You should always have size() as the first statement inside setup(). As far as i can see, that should be the reason why it’s not working.


#9

@Lexyth One can place size() anywhere in setup() and it will still work. It is recommended to be the first line of setup but it is not mandatory. It is just a common practice as it makes the code easier to read. Processing can detect size and it will take it into account when running the application. I believe what happens is that Processing move size to settings and settings gets executed first before setup.

@ultratape There is a easier way to tackle your challenge. I suggest you become familiar with pixel manipulation - changing hue to your likes. But first, it is important to define this change. For this, you can work on a Processing sketch first. You do not need to use the arduino code for the moment. Instead, you can use the mouse pointer’s position to drive the change of color. For instance, this demo below adjust the hue. If your mouse pointer is in the left edge, hue is set to zero. If it is in the extreme right, hue is the its maximum as defined by its range. If the mouse pointer is between left or right, the hue would adjust accordingly and proportionally thanks to the map() function:

//===========================================================================
// GLOBAL VARIABLES:
PImage img;


//===========================================================================
// PROCESSING DEFAULT FUNCTIONS:


void setup() {
  size(640, 360);
  colorMode(HSB, 255, 255, 255);
  img = loadImage("https://imageshack.com/a/img921/9373/4DnUoA.jpg");  
  img.resize(width, height);  //Match the size of th sketch
}

void draw() {
  if (img!=null) {
    image(img, 0, 0);

    float newVal = map(mouseX, 0, width, 255, 0);

    loadPixels();
    for (int x = 0; x < img.width; x++) {
      for (int y = 0; y < img.height; y++ ) {

        // Calculate the 1D location from a 2D grid
        int loc = x + y*img.width;

        // Get the HSB values from image: HERE I am reading all the values (but I do nothing with them aka it is really not needed)
        float  h, b, s;    
        h = hue (img.pixels[loc]);
        b = brightness (img.pixels[loc]);
        s = saturation (img.pixels[loc]);

        
        h = newVal;  //HERE you can modify this code to manage the HUE value
        //s += adjustbrightness;
        //b += adjustbrightness;

        color c = color(h, s, b);
        pixels[loc] = c;
      }
    }
    updatePixels();
  }
}

You can also check the AlphaMask and Transparency examples here as it shows other approaches. You also want to check the filters as you might ind them useful for your case.

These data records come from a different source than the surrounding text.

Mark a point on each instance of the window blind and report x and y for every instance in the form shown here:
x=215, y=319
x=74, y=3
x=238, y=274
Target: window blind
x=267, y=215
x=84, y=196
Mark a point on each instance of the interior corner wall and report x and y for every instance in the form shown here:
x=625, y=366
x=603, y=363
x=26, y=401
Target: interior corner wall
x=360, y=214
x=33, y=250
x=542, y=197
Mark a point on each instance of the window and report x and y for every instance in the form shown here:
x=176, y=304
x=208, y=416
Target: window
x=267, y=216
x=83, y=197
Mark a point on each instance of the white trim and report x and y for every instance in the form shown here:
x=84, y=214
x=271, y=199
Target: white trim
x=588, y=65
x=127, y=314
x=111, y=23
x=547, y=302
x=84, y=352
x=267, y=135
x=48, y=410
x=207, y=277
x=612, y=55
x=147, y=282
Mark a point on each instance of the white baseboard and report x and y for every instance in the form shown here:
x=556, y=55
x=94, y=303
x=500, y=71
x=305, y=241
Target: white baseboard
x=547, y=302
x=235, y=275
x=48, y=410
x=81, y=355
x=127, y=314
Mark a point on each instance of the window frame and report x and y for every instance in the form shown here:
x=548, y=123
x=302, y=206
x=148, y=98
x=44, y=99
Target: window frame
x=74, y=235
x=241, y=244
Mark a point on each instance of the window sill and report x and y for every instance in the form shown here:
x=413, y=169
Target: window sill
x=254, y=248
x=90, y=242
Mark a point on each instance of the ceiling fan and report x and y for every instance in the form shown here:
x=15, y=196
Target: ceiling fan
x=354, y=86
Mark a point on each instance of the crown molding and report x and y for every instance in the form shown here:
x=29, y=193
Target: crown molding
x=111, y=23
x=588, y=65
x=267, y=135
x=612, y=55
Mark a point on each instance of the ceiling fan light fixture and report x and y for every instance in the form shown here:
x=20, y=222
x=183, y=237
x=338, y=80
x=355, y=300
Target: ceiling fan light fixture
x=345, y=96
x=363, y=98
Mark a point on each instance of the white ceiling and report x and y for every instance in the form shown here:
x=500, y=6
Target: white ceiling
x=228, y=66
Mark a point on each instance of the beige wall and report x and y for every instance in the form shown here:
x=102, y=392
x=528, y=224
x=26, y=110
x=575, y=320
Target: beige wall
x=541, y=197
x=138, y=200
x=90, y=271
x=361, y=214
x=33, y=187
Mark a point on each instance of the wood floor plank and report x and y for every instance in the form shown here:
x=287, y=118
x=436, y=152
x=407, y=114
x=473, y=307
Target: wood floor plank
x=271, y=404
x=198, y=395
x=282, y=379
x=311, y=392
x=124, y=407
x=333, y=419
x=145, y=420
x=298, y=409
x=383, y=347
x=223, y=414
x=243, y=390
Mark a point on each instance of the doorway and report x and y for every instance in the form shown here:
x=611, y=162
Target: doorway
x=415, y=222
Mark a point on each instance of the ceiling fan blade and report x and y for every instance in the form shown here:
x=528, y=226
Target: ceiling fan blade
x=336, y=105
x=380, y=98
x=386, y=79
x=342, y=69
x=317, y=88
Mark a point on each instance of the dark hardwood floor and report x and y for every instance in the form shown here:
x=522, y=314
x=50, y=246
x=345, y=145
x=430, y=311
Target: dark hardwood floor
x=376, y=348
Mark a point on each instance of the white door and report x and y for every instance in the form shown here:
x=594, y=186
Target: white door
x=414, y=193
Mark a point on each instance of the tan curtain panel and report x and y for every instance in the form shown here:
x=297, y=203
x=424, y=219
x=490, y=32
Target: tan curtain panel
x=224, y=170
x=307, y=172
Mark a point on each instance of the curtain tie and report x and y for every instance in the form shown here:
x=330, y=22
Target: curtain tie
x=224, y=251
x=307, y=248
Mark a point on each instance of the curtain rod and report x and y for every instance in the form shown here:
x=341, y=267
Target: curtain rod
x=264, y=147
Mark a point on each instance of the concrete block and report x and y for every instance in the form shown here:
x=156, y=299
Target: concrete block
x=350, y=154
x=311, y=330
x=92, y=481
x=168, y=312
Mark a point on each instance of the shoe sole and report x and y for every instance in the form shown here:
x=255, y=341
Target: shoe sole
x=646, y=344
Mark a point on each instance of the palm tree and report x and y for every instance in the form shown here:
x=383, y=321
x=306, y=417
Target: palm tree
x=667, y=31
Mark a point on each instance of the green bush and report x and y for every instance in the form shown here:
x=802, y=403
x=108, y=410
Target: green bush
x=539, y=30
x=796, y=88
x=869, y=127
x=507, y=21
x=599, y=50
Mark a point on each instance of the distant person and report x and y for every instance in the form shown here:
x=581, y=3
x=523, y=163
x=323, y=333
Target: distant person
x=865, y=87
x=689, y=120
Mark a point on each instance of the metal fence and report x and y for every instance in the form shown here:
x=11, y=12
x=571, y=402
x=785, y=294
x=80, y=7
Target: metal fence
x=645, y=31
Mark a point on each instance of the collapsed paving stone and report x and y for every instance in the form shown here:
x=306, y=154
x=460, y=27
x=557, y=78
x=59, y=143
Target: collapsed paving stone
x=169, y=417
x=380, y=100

After you define this hue function, then you can integrated with your arduino code. For this, you need to set newValue to the value read from the arduino. By the way, I believe you had some processing code in your arduino code above. Ensure you don’t miss the code as one is C and the other is java.

Kf


#10

Still, one should have it first, either because of convention or because of code reasons :sweat_smile: and in a recent Post i saw something about how size works… But that doesn‘t have much to do with this question anymore, so i‘ll just leave it at that.